Vivien Leigh comes off stage at a performance of Duel of Angels in 1960 faced with trying to answer a letter from her husband Laurence Olivier in which he asks for a divorce. Around this anguished situation, Donald Macdonald has created a play that looks backwards and forwards in her life and her relationship with Olivier.
From childhood in India, school in England, her decision to be an actress and go to RADA, her marriage to her first husband and her first meeting with Oliver it goes on to trace her story as she struggles with manic depression. For a time they were the theatre world's most beautiful and eminent romantic couple: Sir Laurence and Lady Olivier, but here we have the inner story and by that night in 1960 they were already living apart. Olivier wanted to marry Joan Plowright and Leigh was in a relationship with actor Jack Merivale (which was to last until her death).
Leigh's triumphs in Gone With the Wind and A Streetcar Named Desire seem as nothing compared with her need for Olivier and her struggle against her condition which led to electro-convulsive therapy and other savage treatment.
In playing her, Susie Lindeman adopts a high girlish voice and rapid delivery much like Vivien Leigh's own.
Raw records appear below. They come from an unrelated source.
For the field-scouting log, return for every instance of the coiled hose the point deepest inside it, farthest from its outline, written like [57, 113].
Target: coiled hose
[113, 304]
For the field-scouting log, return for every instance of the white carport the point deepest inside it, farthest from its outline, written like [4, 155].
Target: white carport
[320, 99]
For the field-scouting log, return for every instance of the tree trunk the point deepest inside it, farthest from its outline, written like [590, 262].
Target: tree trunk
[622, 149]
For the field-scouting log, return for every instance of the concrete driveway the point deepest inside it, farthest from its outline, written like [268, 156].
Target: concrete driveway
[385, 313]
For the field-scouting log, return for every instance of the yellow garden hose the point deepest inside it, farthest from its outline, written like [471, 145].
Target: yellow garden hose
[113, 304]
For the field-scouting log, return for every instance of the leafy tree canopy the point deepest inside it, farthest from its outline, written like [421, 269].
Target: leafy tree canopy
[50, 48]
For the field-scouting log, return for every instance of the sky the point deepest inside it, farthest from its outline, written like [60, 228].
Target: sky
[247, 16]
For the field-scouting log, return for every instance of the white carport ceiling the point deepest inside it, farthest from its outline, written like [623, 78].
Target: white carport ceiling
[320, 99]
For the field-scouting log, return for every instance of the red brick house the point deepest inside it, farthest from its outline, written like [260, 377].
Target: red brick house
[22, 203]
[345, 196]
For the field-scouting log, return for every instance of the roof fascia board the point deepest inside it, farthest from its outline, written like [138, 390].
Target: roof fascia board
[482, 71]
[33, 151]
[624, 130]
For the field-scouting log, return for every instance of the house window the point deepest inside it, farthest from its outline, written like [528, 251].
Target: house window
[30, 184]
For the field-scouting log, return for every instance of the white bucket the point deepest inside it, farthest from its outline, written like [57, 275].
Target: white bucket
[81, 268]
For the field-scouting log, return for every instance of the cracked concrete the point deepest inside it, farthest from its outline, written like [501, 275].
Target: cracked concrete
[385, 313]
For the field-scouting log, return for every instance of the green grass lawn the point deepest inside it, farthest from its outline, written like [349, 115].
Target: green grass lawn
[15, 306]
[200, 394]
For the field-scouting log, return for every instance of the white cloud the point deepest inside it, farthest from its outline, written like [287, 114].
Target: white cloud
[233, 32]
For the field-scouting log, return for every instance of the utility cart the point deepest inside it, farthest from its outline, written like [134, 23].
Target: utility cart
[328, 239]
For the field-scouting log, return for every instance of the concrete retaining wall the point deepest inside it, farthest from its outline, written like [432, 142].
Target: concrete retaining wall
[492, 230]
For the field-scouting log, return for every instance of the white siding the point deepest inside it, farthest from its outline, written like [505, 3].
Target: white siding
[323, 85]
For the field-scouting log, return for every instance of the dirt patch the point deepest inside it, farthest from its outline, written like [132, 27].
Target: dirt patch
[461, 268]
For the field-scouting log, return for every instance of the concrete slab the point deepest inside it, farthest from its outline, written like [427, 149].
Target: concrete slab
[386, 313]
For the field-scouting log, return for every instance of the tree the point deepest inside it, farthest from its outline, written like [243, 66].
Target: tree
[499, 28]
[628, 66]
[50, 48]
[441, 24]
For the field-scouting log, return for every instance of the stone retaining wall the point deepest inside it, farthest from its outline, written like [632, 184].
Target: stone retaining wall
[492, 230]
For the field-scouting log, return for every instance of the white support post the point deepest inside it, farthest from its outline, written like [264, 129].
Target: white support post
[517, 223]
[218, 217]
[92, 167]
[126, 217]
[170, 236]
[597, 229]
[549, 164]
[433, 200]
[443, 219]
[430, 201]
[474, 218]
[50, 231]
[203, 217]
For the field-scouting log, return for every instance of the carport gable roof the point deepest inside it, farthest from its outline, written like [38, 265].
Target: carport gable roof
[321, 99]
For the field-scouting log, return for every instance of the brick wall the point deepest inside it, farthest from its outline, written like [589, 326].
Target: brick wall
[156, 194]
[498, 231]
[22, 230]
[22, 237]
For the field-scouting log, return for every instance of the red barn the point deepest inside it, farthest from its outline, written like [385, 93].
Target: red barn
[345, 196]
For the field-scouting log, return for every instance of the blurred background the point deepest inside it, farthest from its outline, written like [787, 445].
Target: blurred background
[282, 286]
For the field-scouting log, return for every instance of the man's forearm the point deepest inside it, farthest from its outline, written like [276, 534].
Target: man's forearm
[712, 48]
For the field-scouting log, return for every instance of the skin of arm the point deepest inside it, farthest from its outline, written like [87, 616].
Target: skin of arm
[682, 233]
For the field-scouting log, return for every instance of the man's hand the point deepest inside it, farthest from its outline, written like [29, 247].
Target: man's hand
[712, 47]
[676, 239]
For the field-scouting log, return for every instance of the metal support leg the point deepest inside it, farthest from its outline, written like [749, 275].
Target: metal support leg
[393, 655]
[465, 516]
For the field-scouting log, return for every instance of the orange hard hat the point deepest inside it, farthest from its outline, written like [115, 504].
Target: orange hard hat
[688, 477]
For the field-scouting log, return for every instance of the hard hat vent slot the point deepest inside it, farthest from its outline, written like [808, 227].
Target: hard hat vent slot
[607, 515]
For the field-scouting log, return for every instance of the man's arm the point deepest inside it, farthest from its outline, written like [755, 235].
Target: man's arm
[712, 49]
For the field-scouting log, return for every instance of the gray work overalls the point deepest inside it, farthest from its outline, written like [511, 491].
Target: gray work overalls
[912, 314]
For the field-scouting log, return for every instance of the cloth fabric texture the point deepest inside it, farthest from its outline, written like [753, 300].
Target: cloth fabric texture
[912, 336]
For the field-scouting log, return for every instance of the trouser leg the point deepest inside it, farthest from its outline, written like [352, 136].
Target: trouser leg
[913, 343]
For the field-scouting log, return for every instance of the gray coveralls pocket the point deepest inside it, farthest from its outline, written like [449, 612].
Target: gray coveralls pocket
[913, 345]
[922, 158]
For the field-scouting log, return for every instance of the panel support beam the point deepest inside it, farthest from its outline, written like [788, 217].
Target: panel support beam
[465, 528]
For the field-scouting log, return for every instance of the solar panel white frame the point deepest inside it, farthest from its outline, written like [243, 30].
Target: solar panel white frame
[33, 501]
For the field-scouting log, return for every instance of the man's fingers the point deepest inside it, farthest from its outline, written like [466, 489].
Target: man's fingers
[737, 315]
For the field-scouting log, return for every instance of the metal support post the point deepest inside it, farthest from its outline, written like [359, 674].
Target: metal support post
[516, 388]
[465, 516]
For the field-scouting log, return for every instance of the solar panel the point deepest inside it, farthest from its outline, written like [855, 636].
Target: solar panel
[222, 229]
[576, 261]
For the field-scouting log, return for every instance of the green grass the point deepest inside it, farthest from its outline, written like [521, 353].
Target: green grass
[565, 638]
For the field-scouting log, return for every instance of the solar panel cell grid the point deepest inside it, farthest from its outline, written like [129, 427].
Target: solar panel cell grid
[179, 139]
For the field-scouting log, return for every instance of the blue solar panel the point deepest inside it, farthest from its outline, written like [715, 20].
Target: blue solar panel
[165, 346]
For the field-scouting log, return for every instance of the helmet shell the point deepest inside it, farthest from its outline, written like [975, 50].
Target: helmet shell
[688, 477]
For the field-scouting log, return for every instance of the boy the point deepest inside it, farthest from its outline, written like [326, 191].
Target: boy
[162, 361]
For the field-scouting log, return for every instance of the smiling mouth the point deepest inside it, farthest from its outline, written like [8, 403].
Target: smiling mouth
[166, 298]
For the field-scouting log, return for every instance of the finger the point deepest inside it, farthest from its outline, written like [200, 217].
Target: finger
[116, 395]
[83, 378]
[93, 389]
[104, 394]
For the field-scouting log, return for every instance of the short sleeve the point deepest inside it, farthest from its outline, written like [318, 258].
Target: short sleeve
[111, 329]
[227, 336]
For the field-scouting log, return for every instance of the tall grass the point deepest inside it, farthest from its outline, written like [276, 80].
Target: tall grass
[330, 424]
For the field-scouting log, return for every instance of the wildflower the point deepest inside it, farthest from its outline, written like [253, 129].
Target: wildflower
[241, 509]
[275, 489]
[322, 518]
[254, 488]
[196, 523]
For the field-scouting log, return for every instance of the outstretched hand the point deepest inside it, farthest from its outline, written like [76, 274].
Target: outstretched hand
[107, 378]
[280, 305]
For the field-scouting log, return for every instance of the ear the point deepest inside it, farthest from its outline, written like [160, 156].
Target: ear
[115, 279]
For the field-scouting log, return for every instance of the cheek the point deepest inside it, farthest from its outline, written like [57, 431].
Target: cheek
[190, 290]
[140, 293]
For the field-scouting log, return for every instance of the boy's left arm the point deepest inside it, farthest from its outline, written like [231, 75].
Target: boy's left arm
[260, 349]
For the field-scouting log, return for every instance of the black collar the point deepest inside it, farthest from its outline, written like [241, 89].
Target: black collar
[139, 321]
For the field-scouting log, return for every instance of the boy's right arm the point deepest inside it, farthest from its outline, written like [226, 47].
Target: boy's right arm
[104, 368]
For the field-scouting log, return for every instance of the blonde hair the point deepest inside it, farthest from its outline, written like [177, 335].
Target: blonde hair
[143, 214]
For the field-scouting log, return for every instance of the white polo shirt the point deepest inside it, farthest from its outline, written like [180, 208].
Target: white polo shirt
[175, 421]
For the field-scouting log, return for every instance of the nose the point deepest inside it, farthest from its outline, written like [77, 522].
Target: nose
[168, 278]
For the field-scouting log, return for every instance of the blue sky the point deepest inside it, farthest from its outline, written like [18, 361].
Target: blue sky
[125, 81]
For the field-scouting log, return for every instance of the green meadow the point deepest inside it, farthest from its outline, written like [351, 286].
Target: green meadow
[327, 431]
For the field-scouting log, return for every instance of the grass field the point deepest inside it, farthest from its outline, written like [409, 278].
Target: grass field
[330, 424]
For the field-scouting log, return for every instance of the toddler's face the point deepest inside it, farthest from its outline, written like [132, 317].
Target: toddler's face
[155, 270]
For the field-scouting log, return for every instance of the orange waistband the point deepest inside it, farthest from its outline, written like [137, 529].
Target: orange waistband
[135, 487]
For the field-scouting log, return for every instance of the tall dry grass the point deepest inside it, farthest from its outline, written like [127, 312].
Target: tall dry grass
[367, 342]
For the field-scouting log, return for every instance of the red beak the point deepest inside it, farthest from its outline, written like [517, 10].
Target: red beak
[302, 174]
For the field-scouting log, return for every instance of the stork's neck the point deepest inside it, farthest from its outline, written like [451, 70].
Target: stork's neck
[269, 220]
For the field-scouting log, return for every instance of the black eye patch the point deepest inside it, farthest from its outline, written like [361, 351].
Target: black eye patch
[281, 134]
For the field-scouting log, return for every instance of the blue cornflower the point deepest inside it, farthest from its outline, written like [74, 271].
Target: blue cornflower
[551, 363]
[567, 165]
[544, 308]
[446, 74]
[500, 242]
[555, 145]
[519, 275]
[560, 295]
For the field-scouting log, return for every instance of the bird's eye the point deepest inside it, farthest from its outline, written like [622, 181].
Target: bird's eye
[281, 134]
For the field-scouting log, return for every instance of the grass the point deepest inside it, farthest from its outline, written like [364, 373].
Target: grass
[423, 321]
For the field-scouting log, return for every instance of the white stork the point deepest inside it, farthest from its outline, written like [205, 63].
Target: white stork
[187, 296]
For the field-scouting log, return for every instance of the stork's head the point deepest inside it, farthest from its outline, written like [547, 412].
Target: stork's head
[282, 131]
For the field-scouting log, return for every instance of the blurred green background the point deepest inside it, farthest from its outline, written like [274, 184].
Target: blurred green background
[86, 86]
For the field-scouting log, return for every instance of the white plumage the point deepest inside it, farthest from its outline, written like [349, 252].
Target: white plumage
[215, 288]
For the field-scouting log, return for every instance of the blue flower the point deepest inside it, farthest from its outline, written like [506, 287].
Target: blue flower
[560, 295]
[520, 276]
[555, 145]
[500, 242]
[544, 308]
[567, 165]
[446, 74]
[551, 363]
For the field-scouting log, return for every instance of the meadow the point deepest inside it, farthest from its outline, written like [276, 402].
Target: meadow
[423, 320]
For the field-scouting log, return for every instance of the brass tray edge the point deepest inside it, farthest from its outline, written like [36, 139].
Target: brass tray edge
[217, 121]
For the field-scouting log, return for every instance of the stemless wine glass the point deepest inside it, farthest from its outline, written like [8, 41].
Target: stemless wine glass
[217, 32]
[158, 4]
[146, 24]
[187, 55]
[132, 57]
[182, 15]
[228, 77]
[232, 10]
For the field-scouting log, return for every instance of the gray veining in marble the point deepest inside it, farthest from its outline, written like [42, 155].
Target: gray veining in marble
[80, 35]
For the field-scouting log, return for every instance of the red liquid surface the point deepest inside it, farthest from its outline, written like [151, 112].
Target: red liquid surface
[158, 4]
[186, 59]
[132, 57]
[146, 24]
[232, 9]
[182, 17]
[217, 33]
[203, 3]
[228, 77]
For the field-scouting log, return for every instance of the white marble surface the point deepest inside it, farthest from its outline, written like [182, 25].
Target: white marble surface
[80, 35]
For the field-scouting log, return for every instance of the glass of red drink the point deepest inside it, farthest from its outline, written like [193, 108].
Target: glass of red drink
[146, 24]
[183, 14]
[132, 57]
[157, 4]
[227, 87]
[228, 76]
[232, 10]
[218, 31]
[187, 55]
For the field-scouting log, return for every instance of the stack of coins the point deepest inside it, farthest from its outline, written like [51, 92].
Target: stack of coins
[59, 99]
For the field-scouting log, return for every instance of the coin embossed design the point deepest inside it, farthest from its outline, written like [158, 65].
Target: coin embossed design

She was slower in her American roles but try a scene from Caesar and Cleopatra and Linderman's accuracy become apparent. However, it proceeds at such a spanking pace that it is not easy to catch everything.
It certainly matches her manic moods but there is little respite from this neurotic energy, which is also reflected in the dressing and undressing that writer / director Macdonald makes an integral part of the performance.
The glamorous gilt and red plush setting, the constant recourse to the gin bottle match expectations and we are given a glimpse into her professional insecurity. Her self-doubt at her own abilities is reflected in her asking Bernard Shaw if she was good enough to play his Cleopatra, only to be told it was so well written anyone could play it, but it was Kenneth Tynan's dismissal of her talent that really rankled.
We get all this, and more, Lindeman even manages to suggest Leigh's feline beauty. "I seem to be standing outside myself and I can't get back in" she tells us. How could she not win our sympathy? But this is too much anguish. We see little of the character that captured hearts and kept her first husband a devoted friend and Merivale beside her through all their tribulations.